Interconnectedness – insights from summer reading

Interconnectedness – insights from summer reading

This holiday season, summer 20/21, I’ve been devouring a book about fungus, and learning so much about these living partners of all that we do. Devouring is a wonderful metaphor, taking within in a way that becomes a part of one-self. But my metaphoric devouring is eclipsed by the literal devouring of the author, Merlin Sheldrake, fungus specialist and scientist who celebrated the publication of this wonderful book by dampening the pages and eating the oyster mushrooms that sprouted from it[1].

Sheldrakes book is a timely reminder of the interconnectedness of all life, of our interdependence with plants and animals, and now fungi of all kinds. Their survival depends on us, and ours on them “we all live and breathe fungi”1.

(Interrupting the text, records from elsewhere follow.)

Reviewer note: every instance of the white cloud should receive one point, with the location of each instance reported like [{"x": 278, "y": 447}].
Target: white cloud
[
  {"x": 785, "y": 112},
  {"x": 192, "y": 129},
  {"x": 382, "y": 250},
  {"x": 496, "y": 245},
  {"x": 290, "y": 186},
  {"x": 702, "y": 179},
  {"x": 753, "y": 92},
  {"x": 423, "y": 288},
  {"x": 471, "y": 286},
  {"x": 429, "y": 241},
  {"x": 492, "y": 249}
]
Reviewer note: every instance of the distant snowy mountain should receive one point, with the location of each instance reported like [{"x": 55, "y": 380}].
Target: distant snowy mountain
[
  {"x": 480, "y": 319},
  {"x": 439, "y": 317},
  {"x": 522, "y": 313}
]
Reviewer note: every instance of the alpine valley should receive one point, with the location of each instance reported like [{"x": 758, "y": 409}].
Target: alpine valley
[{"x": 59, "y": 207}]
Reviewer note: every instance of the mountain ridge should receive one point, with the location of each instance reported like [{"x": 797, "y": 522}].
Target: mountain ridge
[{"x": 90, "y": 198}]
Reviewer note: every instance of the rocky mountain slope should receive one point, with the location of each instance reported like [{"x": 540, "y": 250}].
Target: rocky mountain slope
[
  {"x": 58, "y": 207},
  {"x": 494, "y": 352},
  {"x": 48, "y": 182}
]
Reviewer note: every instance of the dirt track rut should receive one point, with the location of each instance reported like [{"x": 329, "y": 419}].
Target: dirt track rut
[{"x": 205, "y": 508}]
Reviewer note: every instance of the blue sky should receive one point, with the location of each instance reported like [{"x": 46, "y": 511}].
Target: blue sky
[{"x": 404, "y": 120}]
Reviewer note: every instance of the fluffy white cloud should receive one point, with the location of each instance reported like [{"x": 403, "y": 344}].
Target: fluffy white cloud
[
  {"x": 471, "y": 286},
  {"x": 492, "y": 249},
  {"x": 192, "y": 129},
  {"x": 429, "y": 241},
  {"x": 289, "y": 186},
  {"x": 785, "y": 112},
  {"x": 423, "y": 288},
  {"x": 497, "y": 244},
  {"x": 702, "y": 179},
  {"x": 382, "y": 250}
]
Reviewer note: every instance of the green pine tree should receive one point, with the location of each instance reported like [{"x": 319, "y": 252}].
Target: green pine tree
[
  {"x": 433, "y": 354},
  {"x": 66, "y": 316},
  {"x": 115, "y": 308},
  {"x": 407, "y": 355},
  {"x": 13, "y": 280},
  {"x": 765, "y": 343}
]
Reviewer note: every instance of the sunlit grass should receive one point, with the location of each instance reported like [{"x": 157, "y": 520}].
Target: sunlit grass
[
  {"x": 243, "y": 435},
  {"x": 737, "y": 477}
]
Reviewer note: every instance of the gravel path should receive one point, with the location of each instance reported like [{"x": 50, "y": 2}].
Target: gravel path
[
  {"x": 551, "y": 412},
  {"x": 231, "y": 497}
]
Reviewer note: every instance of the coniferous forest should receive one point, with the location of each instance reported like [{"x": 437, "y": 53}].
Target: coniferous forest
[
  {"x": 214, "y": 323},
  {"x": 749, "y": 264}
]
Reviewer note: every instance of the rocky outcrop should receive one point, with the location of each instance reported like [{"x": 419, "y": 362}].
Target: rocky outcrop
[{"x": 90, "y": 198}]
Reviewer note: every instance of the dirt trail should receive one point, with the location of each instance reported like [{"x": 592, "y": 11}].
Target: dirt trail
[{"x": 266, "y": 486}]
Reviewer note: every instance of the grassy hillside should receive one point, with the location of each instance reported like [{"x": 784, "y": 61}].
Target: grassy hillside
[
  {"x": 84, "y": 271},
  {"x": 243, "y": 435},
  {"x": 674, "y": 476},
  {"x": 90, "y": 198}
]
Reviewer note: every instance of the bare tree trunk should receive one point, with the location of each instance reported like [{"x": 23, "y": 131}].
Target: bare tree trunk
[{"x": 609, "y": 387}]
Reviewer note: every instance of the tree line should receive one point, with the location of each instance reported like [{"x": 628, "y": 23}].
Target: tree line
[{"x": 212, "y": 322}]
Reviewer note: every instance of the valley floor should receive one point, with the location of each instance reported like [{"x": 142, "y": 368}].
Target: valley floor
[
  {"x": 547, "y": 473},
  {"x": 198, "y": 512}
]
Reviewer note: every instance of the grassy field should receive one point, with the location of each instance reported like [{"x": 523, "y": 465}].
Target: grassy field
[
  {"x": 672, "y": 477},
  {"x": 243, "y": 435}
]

Just as new science is elucidating how our microbiota is essential to our functioning, to such an extent that the definition of our physiological selves must now extend to include the bacterium that inhabit our bodies[2], so it is with the world of fungi. The blurring of the idea of ‘individual’ into the idea of ‘ecology’ with regards to how life functions, is beautifully paralleled by the reported effects of ingesting certain ‘magical’ fungal forms resulting in the loss of individual identity to the experience of simply experiencing; the interconnectedness of all.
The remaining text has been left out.